When using HDFS as journal to support the HA mode, I pass in a principal and keytab via the alluxio.master.keytab.file and alluxio.master.principal config. However the principal and keytab is not used when authenticating against HDFS, causing Alluxio to fail to format the journal on HDFS, and thus Alluxio master cannot start in HA mode.

To Reproduce

Configure HDFS to require Kerberos auth.
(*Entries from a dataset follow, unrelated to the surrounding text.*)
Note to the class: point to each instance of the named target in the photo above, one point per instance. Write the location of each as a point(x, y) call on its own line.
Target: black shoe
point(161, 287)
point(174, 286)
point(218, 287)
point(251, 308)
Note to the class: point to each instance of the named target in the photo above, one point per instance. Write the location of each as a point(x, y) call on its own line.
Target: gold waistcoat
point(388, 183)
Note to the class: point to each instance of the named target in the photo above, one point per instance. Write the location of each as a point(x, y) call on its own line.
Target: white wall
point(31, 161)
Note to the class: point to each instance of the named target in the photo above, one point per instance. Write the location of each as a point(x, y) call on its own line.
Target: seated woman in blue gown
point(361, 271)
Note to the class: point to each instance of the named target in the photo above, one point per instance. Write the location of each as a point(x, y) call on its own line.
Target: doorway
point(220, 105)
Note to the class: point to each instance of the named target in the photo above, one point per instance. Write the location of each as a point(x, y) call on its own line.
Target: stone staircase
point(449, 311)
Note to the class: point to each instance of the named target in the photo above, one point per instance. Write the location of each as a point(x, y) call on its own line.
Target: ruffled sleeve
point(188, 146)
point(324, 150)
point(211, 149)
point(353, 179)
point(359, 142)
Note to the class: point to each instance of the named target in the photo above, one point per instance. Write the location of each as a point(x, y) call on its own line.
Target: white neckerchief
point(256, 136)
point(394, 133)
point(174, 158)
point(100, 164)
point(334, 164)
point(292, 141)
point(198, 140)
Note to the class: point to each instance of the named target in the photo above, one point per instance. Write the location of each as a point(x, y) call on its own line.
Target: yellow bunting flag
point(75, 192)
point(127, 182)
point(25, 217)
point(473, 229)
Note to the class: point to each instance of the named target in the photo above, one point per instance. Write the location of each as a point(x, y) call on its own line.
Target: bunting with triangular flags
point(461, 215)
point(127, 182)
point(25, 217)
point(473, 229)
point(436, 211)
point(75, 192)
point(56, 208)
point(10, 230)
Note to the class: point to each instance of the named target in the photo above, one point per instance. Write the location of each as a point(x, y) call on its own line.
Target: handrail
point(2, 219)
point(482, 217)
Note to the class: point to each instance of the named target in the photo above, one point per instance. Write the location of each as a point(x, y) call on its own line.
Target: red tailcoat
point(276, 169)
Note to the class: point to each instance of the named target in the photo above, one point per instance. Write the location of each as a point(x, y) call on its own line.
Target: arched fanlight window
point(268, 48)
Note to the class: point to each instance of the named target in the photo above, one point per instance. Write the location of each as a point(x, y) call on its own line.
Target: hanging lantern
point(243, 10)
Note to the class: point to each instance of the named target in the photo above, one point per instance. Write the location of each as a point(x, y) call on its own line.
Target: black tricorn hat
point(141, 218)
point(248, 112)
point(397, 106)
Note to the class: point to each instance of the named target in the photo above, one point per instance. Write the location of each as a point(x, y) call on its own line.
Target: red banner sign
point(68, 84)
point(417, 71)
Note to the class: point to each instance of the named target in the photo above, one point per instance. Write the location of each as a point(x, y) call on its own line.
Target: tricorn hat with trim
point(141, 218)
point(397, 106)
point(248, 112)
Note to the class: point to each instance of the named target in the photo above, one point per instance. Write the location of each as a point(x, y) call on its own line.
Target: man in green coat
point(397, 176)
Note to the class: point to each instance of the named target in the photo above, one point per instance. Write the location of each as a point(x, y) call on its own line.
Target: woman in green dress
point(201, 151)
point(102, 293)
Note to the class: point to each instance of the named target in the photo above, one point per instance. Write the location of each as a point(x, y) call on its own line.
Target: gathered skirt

Use HDFS as journal and start in HA mode.

Expected behavior

When using HDFS as journal, Alluxio should use the provided principal and keytab to perform Kerberos auth to HDFS.

Urgency

When using HDFS as journal, and the HDFS requires Kerberos auth, Alluxio master cannot start in HA mode.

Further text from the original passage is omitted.